Before Point Terra enters other geographical areas, Point Terra should invest in conducting a market
survey to find out the number of pain medication abuse cases in each area. A different marketing plan
should be conducted for different area depending on the volume of cases.
Point Terra should focus on building relationships with high-prescribing doctors, and they could offer
their services free for the first month, to build credibility and a loyal customer base. This will also make it
less challenging for Point Terra to achieve airtime with high-prescribing doctors.
Point Terra should reach out to police stations and collaborate with them as most people indulging in drug
abuse also resort to other illegal activities such as theft. If Point Terra collaborates with Police stations
and conduct these tests for them at a lower price than the market price, they will still be making enough
revenue due to the volume of the tests being conducted.

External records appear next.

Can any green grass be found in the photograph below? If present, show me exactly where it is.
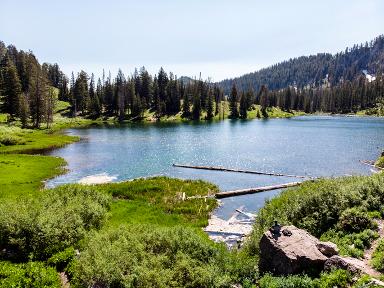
[371,240,384,272]
[0,154,65,201]
[375,156,384,168]
[94,177,218,227]
[0,113,8,124]
[244,173,384,256]
[0,125,79,154]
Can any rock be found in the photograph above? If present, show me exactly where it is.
[259,226,331,275]
[316,242,339,257]
[324,255,365,274]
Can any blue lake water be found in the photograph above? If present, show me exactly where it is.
[47,116,384,218]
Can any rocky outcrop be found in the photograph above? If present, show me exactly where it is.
[316,242,339,257]
[259,226,338,275]
[324,255,365,274]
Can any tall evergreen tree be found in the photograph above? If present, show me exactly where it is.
[206,89,213,120]
[229,84,239,119]
[1,58,21,119]
[240,93,248,119]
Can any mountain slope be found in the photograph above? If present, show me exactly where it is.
[218,35,384,93]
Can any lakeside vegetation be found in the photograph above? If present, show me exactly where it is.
[0,36,384,132]
[0,38,384,288]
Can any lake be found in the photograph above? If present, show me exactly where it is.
[47,116,384,218]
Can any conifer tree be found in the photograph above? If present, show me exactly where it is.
[206,89,213,120]
[240,93,248,119]
[182,91,191,118]
[1,58,21,119]
[192,92,201,120]
[229,84,239,119]
[19,93,30,128]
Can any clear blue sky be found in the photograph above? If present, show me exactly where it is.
[0,0,384,80]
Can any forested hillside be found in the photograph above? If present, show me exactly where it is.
[218,35,384,93]
[0,36,384,128]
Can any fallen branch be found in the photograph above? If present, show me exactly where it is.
[173,164,314,179]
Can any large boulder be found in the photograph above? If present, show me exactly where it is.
[324,255,365,274]
[259,226,338,275]
[316,241,339,257]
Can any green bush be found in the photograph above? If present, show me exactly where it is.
[0,261,61,288]
[371,240,384,272]
[375,156,384,168]
[0,185,110,260]
[246,173,384,257]
[0,134,26,146]
[337,207,376,233]
[259,274,315,288]
[259,270,352,288]
[72,226,236,287]
[47,247,76,271]
[315,270,353,288]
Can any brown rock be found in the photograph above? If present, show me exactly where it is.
[259,226,328,275]
[324,255,365,274]
[316,242,339,257]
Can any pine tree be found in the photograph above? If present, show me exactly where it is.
[206,89,213,120]
[182,91,191,118]
[240,93,248,119]
[115,69,125,121]
[192,92,201,120]
[1,58,21,119]
[19,93,30,128]
[229,84,239,119]
[74,71,91,115]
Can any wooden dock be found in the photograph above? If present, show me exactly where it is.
[173,164,314,179]
[215,182,301,199]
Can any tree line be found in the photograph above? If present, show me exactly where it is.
[218,35,384,94]
[0,41,55,128]
[0,37,384,128]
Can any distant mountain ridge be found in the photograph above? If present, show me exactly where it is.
[217,35,384,93]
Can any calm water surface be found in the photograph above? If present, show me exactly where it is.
[47,116,384,218]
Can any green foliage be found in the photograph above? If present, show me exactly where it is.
[70,226,236,287]
[0,154,65,201]
[47,247,76,271]
[0,185,110,260]
[337,207,377,233]
[248,174,384,255]
[258,274,315,288]
[321,229,379,258]
[375,156,384,168]
[0,134,26,147]
[372,240,384,272]
[0,261,61,288]
[95,177,218,227]
[314,270,352,288]
[0,125,79,154]
[259,270,352,288]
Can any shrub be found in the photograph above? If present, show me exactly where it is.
[47,247,76,271]
[315,270,353,288]
[0,185,110,260]
[337,207,375,232]
[371,240,384,272]
[246,173,384,256]
[0,261,61,288]
[259,274,315,288]
[375,156,384,168]
[0,134,26,146]
[72,226,231,287]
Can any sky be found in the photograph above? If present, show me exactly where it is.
[0,0,384,81]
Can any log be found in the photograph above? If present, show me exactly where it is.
[173,164,314,179]
[215,182,301,199]
[359,160,384,170]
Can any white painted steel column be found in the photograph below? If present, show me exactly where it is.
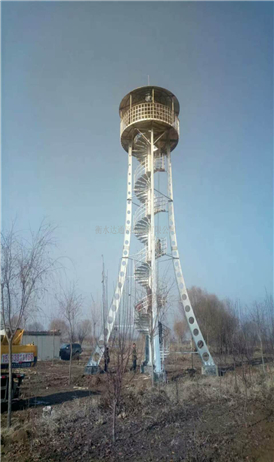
[150,128,162,374]
[86,143,133,372]
[167,141,216,374]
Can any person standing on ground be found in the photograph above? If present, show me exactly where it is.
[130,343,137,372]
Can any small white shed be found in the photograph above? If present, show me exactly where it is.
[22,330,61,361]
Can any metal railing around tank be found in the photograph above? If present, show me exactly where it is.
[120,103,179,135]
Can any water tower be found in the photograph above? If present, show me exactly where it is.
[86,86,216,378]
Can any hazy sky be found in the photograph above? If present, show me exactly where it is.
[2,2,273,324]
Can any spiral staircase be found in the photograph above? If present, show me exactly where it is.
[132,133,169,360]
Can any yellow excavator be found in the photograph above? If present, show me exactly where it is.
[0,329,37,403]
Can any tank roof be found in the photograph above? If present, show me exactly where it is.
[119,85,180,115]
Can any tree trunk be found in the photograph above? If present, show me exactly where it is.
[260,336,265,374]
[7,337,12,428]
[69,342,72,385]
[112,398,116,443]
[150,333,155,387]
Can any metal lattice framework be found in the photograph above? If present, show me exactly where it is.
[87,86,216,377]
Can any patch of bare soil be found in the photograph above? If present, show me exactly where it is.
[2,366,274,462]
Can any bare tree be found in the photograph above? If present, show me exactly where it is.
[1,222,57,427]
[90,296,101,348]
[77,319,91,345]
[173,320,189,343]
[107,307,133,443]
[27,321,44,332]
[57,284,82,385]
[49,318,68,339]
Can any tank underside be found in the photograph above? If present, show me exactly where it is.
[121,119,179,152]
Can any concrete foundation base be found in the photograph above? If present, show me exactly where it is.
[84,366,101,375]
[202,365,218,375]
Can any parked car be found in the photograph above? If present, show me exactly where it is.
[59,343,83,360]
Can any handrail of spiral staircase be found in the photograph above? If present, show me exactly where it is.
[133,196,168,227]
[134,155,166,184]
[134,159,148,183]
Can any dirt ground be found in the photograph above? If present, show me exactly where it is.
[1,352,274,462]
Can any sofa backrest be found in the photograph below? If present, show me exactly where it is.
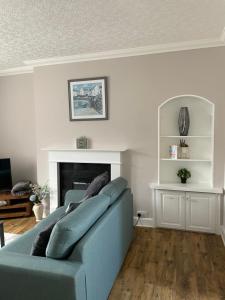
[46,195,110,259]
[99,177,127,205]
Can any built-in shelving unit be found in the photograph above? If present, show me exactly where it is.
[158,95,214,187]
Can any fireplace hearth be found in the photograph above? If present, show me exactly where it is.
[58,162,111,206]
[43,147,126,212]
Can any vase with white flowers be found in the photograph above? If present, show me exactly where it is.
[30,183,49,222]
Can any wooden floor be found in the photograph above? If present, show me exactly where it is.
[4,217,225,300]
[109,228,225,300]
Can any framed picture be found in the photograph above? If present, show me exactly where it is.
[68,77,108,121]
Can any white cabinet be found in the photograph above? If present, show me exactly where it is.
[156,191,185,229]
[186,193,216,232]
[155,190,219,233]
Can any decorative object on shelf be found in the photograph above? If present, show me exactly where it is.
[32,203,44,222]
[68,77,108,121]
[179,139,190,159]
[169,145,178,159]
[76,136,88,149]
[178,107,190,136]
[177,168,191,183]
[30,184,49,222]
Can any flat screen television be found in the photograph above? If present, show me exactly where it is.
[0,158,12,192]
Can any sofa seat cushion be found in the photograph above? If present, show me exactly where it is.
[46,195,110,259]
[0,207,65,255]
[99,177,127,205]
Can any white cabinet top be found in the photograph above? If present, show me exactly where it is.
[149,183,223,194]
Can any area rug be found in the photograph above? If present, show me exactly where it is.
[5,233,20,245]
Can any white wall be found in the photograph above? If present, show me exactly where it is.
[0,74,37,183]
[0,47,225,217]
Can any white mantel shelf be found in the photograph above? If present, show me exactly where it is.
[149,183,223,194]
[45,146,127,212]
[41,146,128,152]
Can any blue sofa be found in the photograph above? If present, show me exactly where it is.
[0,177,133,300]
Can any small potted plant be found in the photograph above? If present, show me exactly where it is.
[30,184,49,222]
[177,168,191,183]
[179,139,189,159]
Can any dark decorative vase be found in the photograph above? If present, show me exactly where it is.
[178,107,190,136]
[180,177,187,183]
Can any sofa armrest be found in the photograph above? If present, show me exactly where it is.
[0,251,86,300]
[64,190,86,205]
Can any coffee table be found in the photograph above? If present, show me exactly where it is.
[0,221,5,247]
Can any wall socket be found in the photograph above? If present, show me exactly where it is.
[137,210,147,218]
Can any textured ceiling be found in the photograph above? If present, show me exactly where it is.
[0,0,225,70]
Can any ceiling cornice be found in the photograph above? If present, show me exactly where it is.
[0,66,34,77]
[24,39,225,67]
[0,35,225,77]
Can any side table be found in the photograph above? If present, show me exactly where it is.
[0,222,5,248]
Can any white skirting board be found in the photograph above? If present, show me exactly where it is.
[134,217,155,227]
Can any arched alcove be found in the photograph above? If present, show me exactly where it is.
[158,95,214,186]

Information regarding where the prescribing physicians were located and what drugs they prescribed was
available. In 2005 in the US around 138,000 physicians wrote more than 85% of opioid prescriptions and
Point Terra should focus on these locations.
Since physicians failed to prescribe the drugs to the patients who needed them, reach out to physicians,
and make them understand how with the help of these tests they can cater to the needs of the genuine
patients. Expanding to the pain care market would be a safer bet for Point Terra than expanding
geographically in the treatment center market due to regulatory risk. The pain care market presents a
bigger and faster reward than treatment centers.